Keira Knightley is ready to flip the script.
The Pirates of the Caribbean star says she’s done doing nudity in movies — well, mostly.
Speaking on the Chanel Connects podcast, the 35-year-old mother of two revealed that shortly after having her first child she put a strict “no nudity clause” in her film contracts. However, there is some leeway there when it comes to working with certain directors:
“I don’t have an absolute ban [on filming nude scenes], but I kind of do with men. It’s partly vanity and also it’s the male gaze.”
Keira has been fairly open with her body, appearing partially nude or engaged in sexual activity in a number of films throughout her career, including The Hole, Domino, Atonement, A Dangerous Method, Colette, The Aftermath — all of which were directed by men.
But that’s just not what she’s interested in portraying anymore. And while she acknowledges nudity is not inherently a problem in films she just personally would like to stay away from “those horrible s*x scenes where you’re all greased up and everybody is grunting”:
“I’m not interested in doing that.”
Thankfully we’d say Keira has mostly avoided that. Her scenes in Atonement, for instance, were tasteful and artistic and not at all “greased up.”
But even the more prurient scenes aren’t necessarily offensive to the actress, they just aren’t for her:
“Saying that, there’s times where I go, ‘Yeah, I completely see where this s*x would be really good in this film and you basically just need somebody to look hot,’ so therefore you can use somebody else. Because I’m too vain, and the body has had two children now, and I’d just rather not stand in front of a group of men naked.”
It has been noted by many film critics in recent years how differently male and female directors tend to film both intimacy and the female form. And one need not look for obscure films to see examples.
Take the way the Amazons were envisioned by Patty Jenkins for Wonder Woman and later that year by Zach Snyder for Justice League. World of difference.
Here is a fantastic example of the difference between the male and female gaze.
Patty Jenkins’ Amazon warriors on the left. Zack Snyder’s on the right. pic.twitter.com/fRDkV8dFLe
— Melissa Silverstein (@melsil) November 12, 2017
So now that Keira is an established star who can say no to being the onscreen object of the male gaze, she will.

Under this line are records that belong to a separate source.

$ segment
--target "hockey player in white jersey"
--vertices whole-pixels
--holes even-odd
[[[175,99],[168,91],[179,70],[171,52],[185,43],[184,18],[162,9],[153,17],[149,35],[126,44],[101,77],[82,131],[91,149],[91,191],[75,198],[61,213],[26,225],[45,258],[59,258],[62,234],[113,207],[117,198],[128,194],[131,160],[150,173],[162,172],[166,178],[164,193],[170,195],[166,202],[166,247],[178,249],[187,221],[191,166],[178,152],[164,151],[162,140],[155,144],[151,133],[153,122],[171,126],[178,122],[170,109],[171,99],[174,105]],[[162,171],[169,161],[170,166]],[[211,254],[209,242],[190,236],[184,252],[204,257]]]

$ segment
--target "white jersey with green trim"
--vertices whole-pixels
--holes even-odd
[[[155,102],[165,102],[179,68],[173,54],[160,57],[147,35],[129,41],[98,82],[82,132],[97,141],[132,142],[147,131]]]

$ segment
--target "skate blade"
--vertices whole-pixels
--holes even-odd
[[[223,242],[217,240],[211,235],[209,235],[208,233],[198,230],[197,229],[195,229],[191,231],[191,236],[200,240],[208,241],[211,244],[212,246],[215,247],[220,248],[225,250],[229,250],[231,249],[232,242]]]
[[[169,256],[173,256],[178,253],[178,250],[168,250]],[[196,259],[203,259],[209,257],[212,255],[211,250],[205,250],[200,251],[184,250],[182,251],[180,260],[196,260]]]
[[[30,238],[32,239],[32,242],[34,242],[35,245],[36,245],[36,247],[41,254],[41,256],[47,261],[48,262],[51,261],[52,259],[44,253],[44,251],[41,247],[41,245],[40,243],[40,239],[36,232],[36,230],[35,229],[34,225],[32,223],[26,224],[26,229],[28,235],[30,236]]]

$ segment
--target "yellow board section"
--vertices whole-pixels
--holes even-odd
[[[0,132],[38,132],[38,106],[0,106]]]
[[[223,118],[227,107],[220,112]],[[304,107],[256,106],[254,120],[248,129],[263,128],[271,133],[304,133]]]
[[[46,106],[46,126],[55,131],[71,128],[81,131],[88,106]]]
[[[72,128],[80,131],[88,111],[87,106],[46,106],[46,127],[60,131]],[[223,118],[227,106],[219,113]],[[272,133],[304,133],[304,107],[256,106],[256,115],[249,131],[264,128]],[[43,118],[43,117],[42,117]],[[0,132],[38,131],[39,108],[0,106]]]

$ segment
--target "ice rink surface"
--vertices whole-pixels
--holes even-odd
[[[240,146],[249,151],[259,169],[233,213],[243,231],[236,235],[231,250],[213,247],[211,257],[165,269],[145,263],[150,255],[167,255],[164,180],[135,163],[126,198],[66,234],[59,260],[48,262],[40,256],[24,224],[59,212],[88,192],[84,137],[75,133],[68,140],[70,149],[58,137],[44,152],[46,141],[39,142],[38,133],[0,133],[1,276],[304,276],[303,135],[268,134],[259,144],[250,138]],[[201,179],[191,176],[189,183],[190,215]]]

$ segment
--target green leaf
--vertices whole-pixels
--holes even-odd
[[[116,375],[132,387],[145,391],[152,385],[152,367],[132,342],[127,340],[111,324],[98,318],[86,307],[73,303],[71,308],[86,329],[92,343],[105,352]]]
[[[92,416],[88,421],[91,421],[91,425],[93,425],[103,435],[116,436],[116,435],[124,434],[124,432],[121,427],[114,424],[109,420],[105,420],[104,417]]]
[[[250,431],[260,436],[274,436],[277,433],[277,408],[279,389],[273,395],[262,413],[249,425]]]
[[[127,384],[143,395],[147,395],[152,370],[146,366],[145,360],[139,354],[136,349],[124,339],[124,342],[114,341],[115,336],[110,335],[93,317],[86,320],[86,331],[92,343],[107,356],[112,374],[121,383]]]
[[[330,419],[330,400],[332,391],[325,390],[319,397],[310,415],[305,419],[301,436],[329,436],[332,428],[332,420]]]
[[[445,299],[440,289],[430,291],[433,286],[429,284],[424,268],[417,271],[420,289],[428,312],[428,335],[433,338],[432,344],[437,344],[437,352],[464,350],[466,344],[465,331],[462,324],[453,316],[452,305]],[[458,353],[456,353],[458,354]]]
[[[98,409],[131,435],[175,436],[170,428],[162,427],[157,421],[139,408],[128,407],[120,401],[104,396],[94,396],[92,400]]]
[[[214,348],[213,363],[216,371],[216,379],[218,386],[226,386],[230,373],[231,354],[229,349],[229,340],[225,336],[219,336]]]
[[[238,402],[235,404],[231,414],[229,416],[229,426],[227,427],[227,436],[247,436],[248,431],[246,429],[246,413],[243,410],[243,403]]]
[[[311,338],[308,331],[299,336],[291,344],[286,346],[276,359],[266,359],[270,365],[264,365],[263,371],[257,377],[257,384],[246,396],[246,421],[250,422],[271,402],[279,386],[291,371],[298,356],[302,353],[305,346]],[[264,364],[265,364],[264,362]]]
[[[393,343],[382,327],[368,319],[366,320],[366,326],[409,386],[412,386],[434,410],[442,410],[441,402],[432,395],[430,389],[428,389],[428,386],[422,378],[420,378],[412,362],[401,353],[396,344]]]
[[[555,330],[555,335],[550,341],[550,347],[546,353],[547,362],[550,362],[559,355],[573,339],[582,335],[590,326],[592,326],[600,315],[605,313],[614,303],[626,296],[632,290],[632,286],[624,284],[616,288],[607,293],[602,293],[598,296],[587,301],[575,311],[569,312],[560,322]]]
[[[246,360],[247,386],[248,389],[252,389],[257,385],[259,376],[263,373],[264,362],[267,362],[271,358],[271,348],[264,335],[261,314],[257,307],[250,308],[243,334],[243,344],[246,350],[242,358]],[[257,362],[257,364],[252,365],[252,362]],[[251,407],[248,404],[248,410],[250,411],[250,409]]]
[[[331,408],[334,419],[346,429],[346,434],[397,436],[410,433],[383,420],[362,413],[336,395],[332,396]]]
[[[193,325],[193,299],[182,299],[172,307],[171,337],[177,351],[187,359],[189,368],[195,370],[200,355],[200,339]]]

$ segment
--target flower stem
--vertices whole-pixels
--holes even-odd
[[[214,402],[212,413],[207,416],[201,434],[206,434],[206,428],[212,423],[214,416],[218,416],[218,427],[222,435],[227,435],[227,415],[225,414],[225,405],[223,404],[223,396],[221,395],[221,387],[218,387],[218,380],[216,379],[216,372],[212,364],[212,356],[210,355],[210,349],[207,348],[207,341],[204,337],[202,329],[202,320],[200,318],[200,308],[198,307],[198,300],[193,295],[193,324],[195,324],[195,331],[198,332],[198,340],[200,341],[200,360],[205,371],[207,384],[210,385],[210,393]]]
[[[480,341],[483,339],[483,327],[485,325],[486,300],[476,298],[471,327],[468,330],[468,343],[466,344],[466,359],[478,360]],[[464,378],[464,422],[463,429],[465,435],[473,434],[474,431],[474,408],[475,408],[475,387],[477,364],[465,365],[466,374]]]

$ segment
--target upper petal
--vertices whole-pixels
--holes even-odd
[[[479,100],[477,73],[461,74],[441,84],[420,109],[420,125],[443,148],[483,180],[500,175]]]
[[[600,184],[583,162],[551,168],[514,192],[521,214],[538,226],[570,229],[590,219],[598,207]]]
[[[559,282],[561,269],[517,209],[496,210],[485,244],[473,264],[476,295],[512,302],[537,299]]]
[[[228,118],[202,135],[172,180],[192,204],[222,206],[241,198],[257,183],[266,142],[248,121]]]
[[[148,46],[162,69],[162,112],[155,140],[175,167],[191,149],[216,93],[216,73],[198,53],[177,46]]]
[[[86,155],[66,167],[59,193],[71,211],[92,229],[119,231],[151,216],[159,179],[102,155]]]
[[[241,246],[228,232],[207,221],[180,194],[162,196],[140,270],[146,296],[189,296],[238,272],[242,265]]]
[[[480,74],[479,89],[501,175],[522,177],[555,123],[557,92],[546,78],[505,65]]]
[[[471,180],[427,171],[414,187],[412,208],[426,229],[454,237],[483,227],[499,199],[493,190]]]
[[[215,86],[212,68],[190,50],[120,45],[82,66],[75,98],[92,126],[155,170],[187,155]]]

Furthermore, she isn’t much interested in movies about a woman’s journey if they aren’t made by a woman. She explains:
“If I was making a story that was about that journey of motherhood and body [acceptance], I feel like, I’m sorry, but that would have to be with a female filmmaker.”
In that case, nudity as part of that kind of story — told by a woman — that could mean an exception to the ban:
“If it was about motherhood, about how extraordinary that body is, about how suddenly you’re looking at this body that you’ve got to know and is your own and it’s seen in a completely different way and it’s changed in ways which are unfathomable to you before you become a mother, then yeah, I would totally be up for exploring that with a woman who would understand that. But I feel very uncomfortable now trying to portray the male gaze.”
What do YOU think of Keira’s new no-men nudity clause??